Internet database applications can be tedious to code sometimes. If you have multiple pages, each administering a different table in your database, then the four basic functions for each- add, edit, delete and list, soon mean you are drowning in field names, passed parameters and cutting & pasting your code all over the place and changing variable names for the 347th time. This is not the cutting edge of the information technology ladies and gentlemen.
After such a day I was left wondering just how far you can go down the road of code generation and why everyone isn’t doing it. Enter the names of the fields and your table names then hit go. Your forms are automatically generated, the tables are scripted and the form submission is all given to you. If you’re very nice it might even add a comment or two. Cut and paste the code in and there you go. Hey you could even write a whole online application with just one field list and a click.
Well the only water lapping anywhere near me yesterday was the bath water of my eight month old daughter. She was very happy with lots of bubbles, her rubber ducks, the orange octopus and purple penguin (which I’m sure was also a drink). They were cheap to buy, are nice and colourful, keep her entertained and gives her something to chew. The ducks are made in Thailand, while the higher quality octopus and penguin were Chinese in origin. All the best plastic trash is made in China. They probably churn them out by the million and cost pennies to make.
But what if you don’t want the standard rubber duck on offer? What if you want to have it with a bigger tail, or an open beak or with its wings unfolded, or in a very specific colour? Everyone can get rubber ducks, you want to stand out from the crowd and fits your idea of a great duck. Then you’re into the world of custom made rubber ducks. A whole new ball game!

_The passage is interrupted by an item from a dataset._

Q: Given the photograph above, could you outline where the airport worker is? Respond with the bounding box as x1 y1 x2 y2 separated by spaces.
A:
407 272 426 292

So yes I could go very far down the road of code generation, but then the sites it produces will be very limited, similar and difficult to customise without many hours of additional work. A good site is crafted, it fits the customer’s needs exactly and stands out a little bit from the crowd because it does a specific job well. I will be creating some more tools in the very near future (which I shall go into in a future blog) but until then I can be comforted by the fact that TCRM is crafting web sites that meet the customer’s needs and fulfilling a purpose, and is not churning out 99p websites every five minutes.